Coeliac testing immediate family
I’ve been asked several times now whether there’s any history of coeliac disease in our family, and the simple answer is that I don’t know. DH’s family has the odd member who feels better on a wheat-free diet, but so do lots of people for lots of reasons, it’s not diagnostic. My mum feels better eating less wheat too and I get wierd and wonderful stomach aches but test negative, so I really haven’t got the foggiest if it runs in our family without coeliac testing.
DH reckons he doesn’t have coeliac disease, and I planned to keep an eye on my 7 yr old son to see if he showed any symptoms. He does sometimes say he doesn’t “feel too good”, sometimes feels sick, is pretty skinny and not the tallest in the class, all of which is now starting to sound a bit familiar.

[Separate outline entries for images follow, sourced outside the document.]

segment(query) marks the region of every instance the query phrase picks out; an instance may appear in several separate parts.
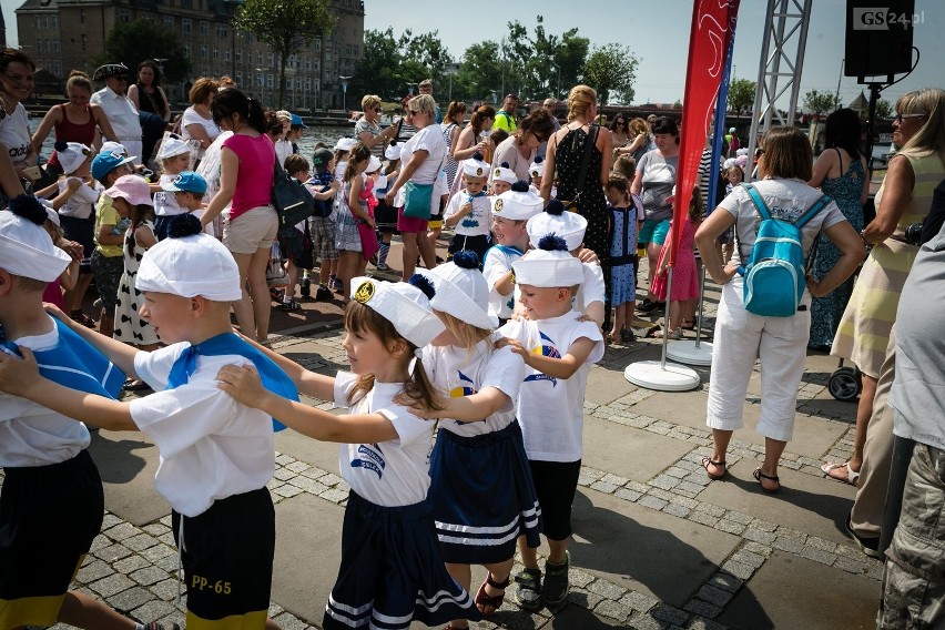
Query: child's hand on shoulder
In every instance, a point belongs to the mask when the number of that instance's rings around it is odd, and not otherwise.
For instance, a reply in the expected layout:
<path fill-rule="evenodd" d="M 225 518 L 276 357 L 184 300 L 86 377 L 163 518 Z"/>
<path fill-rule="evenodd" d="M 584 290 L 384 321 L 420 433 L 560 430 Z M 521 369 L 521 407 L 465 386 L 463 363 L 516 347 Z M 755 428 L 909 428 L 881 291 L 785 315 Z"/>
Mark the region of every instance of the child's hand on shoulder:
<path fill-rule="evenodd" d="M 0 350 L 0 392 L 26 397 L 40 379 L 39 366 L 30 348 L 18 346 L 17 349 L 23 358 Z"/>
<path fill-rule="evenodd" d="M 247 407 L 258 407 L 268 390 L 252 365 L 224 365 L 216 374 L 216 386 Z"/>

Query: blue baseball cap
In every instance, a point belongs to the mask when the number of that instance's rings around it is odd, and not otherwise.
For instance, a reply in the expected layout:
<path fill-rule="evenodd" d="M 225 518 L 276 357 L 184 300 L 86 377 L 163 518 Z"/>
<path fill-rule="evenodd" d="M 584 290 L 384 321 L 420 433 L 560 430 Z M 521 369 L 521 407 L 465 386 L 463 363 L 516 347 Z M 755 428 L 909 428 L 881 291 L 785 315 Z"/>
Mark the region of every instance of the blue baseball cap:
<path fill-rule="evenodd" d="M 105 179 L 105 175 L 108 175 L 122 164 L 128 164 L 129 162 L 133 161 L 134 158 L 128 158 L 125 155 L 121 155 L 120 153 L 113 153 L 111 151 L 99 153 L 92 160 L 92 176 L 101 182 Z"/>
<path fill-rule="evenodd" d="M 193 171 L 183 171 L 172 182 L 161 184 L 161 187 L 171 193 L 186 192 L 202 195 L 206 192 L 206 180 Z"/>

The dietitian told us yesterday that all Tamsin’s immediate family should be tested, so this morning I rang our GP to sort out testing for DH and DS. The receptionist needed to speak to the doctor first, so he called me later. He suggested DS bypasses the GP stage and goes straight for coeliac testing at paediatric outpatients. I was a bit surprised by that, but if it means one blood test rather than two it’s not a bad thing, and I might wimp out and allow DH to take him. DS was fine with his toddler injections but that was a while ago and given Tamsin’s reaction I don’t know how he will take to the whole thing. We just have to wait for his appointment to come through from the hospital now. DH has a blood test at the surgery soon.
Tamsin has a half brother and sister through her dad and they need to be tested too. There’s a chance her sister could have it, taking various things into consideration, so I’ll follow the outcome of that with interest. By coincidence DH’s sister is also being tested, so within a few weeks I should be able to answer the question of whether it runs in the family.